Opinion

America surrenders on Assad, and Putin wins again

Vladimir Putin’s carpet-bombing campaign in Syria just notched up its first real victory: The Obama administration surrendered.

That is, Secretary of State John Kerry on Tuesday de facto abandoned Washington’s “Assad must go” line.

The Syrian civil war started when “President” Bashar al-Assad answered peaceful protests with bullets and then barrel bombs. That prompted the chaos that gave an opening to ISIS — the terrorist “state” with which Assad has often allied, even coordinating assaults on rebel strongholds. (He’s also been buying ISIS oil.)

Yet Assad was still losing — until Putin intervened in October.
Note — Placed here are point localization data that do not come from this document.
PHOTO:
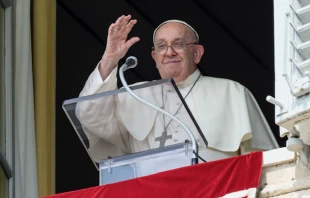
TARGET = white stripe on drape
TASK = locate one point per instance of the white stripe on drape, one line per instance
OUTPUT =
(25, 148)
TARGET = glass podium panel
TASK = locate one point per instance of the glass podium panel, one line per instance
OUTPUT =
(113, 124)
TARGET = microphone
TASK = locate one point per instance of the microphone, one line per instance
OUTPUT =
(131, 62)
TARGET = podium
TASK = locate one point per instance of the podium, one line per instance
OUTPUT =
(110, 123)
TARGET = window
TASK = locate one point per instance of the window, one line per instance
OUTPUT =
(6, 90)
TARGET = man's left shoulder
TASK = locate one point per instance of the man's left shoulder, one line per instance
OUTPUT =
(220, 82)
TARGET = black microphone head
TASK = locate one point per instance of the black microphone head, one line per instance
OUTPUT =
(131, 62)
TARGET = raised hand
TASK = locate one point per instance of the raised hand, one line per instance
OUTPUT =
(117, 44)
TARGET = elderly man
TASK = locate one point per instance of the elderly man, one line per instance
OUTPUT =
(226, 111)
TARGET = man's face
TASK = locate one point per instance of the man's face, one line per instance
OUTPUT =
(176, 64)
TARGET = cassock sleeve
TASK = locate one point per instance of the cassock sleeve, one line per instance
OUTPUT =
(99, 118)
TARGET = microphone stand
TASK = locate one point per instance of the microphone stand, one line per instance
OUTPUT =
(131, 62)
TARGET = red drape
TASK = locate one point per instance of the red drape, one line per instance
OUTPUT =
(211, 179)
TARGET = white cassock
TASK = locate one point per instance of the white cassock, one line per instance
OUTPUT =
(226, 112)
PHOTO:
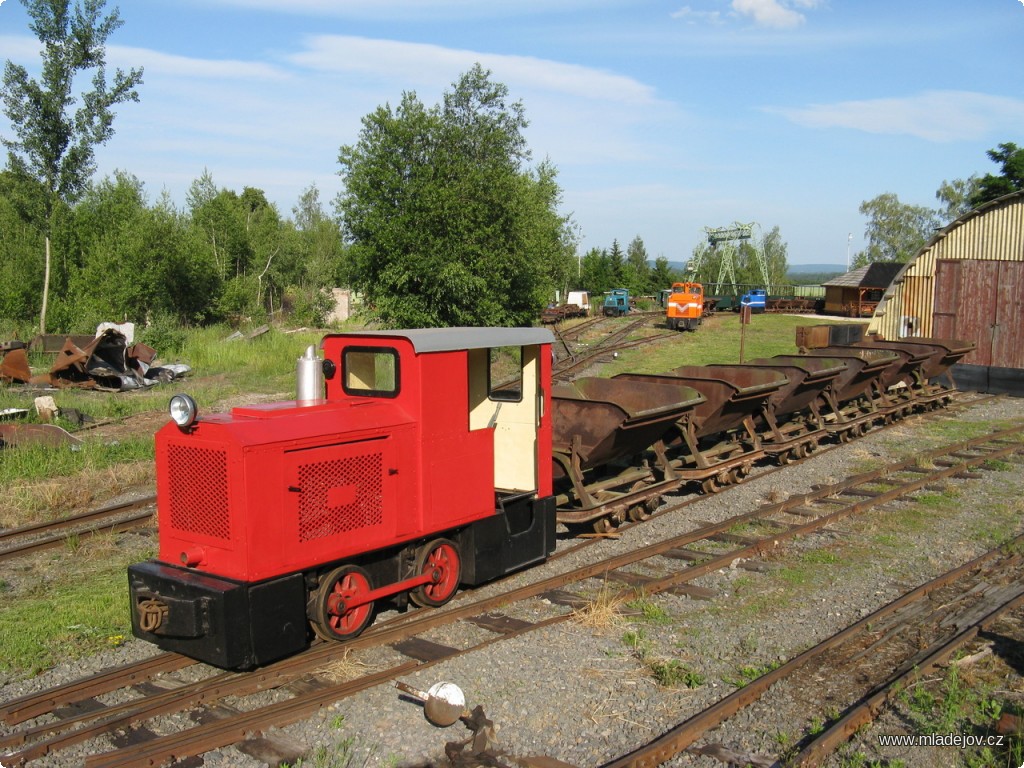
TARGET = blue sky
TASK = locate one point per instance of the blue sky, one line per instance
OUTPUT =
(663, 117)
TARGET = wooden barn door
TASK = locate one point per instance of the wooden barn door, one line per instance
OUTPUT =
(982, 301)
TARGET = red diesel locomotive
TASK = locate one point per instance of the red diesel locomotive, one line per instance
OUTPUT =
(412, 462)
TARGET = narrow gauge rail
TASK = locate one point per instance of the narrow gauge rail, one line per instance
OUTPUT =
(796, 517)
(42, 536)
(947, 625)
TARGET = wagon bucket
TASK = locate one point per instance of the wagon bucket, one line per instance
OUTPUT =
(731, 392)
(615, 418)
(941, 354)
(864, 368)
(807, 378)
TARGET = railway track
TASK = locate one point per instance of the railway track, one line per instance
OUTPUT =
(905, 639)
(113, 518)
(667, 565)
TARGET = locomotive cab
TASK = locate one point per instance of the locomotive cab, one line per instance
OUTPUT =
(685, 306)
(425, 465)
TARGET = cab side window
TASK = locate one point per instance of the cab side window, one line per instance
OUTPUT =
(370, 372)
(505, 374)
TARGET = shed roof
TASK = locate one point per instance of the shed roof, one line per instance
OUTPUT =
(876, 274)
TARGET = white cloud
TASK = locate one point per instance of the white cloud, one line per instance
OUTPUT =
(934, 116)
(19, 48)
(166, 64)
(693, 16)
(771, 12)
(437, 66)
(406, 9)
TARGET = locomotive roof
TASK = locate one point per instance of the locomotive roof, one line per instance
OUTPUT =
(449, 339)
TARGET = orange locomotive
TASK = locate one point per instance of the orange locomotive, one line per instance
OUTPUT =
(685, 306)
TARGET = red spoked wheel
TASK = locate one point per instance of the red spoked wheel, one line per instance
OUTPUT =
(440, 560)
(334, 619)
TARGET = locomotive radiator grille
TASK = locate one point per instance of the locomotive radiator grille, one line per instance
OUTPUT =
(340, 496)
(198, 492)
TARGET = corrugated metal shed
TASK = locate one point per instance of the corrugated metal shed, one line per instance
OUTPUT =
(967, 283)
(992, 232)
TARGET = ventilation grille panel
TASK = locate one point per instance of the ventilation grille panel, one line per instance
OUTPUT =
(340, 495)
(198, 491)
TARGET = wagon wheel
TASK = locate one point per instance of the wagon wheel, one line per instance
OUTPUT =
(333, 620)
(710, 485)
(439, 559)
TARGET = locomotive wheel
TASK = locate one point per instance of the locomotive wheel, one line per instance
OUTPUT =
(640, 512)
(340, 586)
(439, 559)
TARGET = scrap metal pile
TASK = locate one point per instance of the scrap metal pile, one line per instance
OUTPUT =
(108, 363)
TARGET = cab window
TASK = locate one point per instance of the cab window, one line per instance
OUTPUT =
(505, 374)
(370, 372)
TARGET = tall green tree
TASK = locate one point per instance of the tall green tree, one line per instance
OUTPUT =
(895, 230)
(955, 198)
(446, 224)
(990, 186)
(55, 138)
(616, 264)
(134, 261)
(663, 275)
(637, 270)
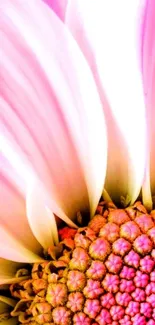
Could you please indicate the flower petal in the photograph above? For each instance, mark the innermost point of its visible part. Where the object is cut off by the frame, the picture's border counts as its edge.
(8, 271)
(14, 227)
(59, 7)
(148, 72)
(110, 48)
(41, 219)
(63, 142)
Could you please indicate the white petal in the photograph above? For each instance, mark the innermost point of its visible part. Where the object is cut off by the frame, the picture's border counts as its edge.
(41, 219)
(106, 32)
(13, 218)
(55, 111)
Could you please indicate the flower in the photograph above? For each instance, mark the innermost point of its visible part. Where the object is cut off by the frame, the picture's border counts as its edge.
(64, 98)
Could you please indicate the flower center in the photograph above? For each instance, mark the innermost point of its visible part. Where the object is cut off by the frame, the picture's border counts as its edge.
(100, 274)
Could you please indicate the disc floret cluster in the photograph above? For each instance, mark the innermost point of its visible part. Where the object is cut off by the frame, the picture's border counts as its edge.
(100, 274)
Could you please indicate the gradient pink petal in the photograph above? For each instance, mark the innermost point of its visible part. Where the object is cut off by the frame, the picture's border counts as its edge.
(49, 116)
(106, 33)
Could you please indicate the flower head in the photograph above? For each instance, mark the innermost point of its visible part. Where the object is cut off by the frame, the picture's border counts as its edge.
(77, 124)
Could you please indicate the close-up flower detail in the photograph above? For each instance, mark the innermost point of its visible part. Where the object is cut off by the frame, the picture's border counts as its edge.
(77, 157)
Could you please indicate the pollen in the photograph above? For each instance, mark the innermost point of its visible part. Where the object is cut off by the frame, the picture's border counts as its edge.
(98, 275)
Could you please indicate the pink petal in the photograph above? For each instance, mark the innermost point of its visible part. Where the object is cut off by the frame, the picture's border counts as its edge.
(58, 6)
(148, 72)
(106, 32)
(40, 217)
(51, 109)
(15, 234)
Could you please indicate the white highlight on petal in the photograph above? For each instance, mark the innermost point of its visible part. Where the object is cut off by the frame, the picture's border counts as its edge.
(107, 34)
(54, 75)
(41, 219)
(40, 216)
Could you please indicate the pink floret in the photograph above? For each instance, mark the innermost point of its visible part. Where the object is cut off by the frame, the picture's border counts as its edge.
(151, 234)
(144, 222)
(92, 307)
(151, 322)
(127, 286)
(111, 282)
(151, 300)
(150, 288)
(139, 295)
(104, 317)
(81, 319)
(107, 300)
(132, 259)
(143, 244)
(141, 279)
(93, 289)
(96, 271)
(123, 299)
(147, 264)
(133, 308)
(114, 263)
(121, 246)
(152, 276)
(117, 312)
(146, 309)
(126, 320)
(127, 273)
(138, 320)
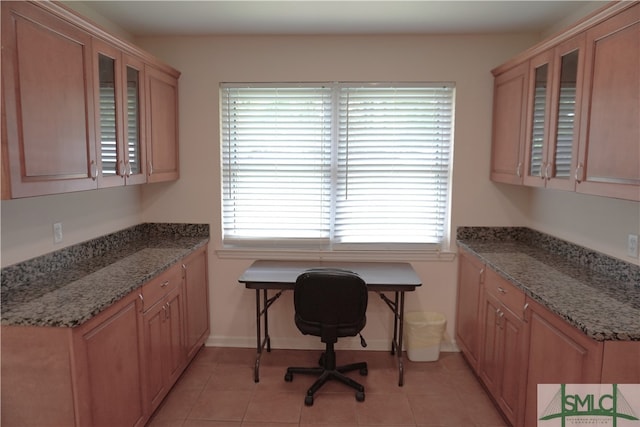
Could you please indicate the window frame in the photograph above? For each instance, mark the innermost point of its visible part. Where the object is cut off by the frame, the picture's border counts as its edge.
(272, 248)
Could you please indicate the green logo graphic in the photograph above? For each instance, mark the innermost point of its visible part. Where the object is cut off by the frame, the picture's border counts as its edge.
(586, 406)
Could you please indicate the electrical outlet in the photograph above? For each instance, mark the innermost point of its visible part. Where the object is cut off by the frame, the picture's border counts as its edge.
(632, 245)
(57, 232)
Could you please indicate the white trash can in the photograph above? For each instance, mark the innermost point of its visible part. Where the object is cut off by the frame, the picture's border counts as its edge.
(423, 333)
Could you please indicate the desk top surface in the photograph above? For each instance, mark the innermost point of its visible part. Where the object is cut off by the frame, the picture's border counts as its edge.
(284, 273)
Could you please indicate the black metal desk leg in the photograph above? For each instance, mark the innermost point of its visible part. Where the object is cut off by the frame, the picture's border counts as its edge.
(262, 309)
(256, 369)
(400, 319)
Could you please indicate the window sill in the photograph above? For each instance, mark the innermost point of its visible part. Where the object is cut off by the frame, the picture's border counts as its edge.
(351, 255)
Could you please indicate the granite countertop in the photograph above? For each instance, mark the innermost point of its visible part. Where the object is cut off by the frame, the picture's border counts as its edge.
(595, 293)
(68, 287)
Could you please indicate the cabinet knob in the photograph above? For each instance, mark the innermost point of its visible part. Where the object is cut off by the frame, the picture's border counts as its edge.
(93, 170)
(548, 171)
(578, 174)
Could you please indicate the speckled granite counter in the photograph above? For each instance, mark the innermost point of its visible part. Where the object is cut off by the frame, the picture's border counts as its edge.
(597, 294)
(70, 286)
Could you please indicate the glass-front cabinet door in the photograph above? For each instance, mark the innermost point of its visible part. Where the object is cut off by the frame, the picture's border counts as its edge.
(564, 115)
(540, 68)
(119, 124)
(537, 122)
(552, 128)
(134, 136)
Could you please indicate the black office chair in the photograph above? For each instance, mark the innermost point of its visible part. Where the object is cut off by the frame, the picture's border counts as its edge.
(330, 303)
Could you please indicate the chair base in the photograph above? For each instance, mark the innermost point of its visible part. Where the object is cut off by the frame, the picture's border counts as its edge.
(328, 371)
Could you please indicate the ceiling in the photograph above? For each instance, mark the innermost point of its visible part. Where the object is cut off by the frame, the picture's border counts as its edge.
(183, 17)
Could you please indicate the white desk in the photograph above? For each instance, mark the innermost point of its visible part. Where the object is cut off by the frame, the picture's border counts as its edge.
(380, 277)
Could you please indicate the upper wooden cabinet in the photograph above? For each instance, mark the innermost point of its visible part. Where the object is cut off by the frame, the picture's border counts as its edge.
(609, 158)
(509, 119)
(555, 89)
(581, 103)
(48, 145)
(76, 114)
(162, 119)
(119, 95)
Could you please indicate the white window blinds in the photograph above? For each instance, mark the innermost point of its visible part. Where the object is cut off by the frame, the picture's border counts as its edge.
(336, 164)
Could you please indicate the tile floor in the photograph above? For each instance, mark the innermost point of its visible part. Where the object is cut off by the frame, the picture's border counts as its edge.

Russia’s been bombing ever since — hitting ISIS a few times, but mostly the rebels, including those Washington had helped.

Team Obama’s answer was first to tut-tut, and then to appease — seeking to negotiate a common front with Putin, in hopes he’d put more teeth into the hapless US “degrade and ultimately destroy” plan.

Which brings us to Tuesday, when Kerry, after meeting Putin in Moscow, announced: “The United States and our partners are not seeking so-called regime change.”

More: The US focus now isn’t on “what can or cannot be done immediately about Assad” but rather on a magical mystery peace process that will let Syrians make a “decision for the future of Syria.”

Swell — if any Syrians are left to decide after Assad, Putin and ISIS have their way.

Kerry’s concession buys nothing — not from Assad, who started the war, and not from Russia, which only cares about keeping its military bases on Assad-controlled land.

Fine: White House press secretary Josh Earnest insisted, after Kerry’s bombshell, that US policy on Assad is he still “must go.” When he dies of old age, maybe.

John Kerry has earned his place in history — as the photo everyone can use to illustrate PT Barnum’s famous line, “There’s a sucker born every minute.”